Is it pride? Denial? According to my research, the main reason people do not ask for help right away is fear of looking silly. It is called Treatment-Seeking Delay and it is terribly common. The study I read stated that the average person in mid-heart attack will wait four hours before getting help, and even then may be too embarrassed to call. IN MID-HEART ATTACK. (Turns out my dad was normal.)
Here's the deal. If you work out at Clear Rock Fitness, or are anywhere in my realm, I will call the squad the moment I see anything out of whack. ANYTHING. And you might be embarrassed, and pissed off at me.

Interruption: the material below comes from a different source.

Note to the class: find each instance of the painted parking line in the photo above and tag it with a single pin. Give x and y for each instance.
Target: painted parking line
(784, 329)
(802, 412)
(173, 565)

You might feel silly. That's fine. Argue all you want. Fight me on it all you want. As long as you are here to laugh with me about it later.
I expect the same of you. If I don't seem right, call the squad! I want my life saved if it's possible. The absolute last thing I ever want my loved ones to have to live with is, "If only we had called for help sooner." I've lived with that sentence stuck in the middle of my head for most of my life. I am finally free from that burden of responsibility and guilt, but it took a long time and a lot of work.
This is rock solid empowerment. Asking for help isn't weakness, or being silly, it's being wise and honoring your life! Take radical responsibility. Ask for help the moment you need it. Teach the women (and men) around you to do the same. Break the cycle of shame and embarrassment and allow for truth and vulnerability in all circumstances. Life is precious and messy and imperfect and incredible. YOU are precious and messy and imperfect and incredible. Don't let anything stand in the way of the life you were meant to live.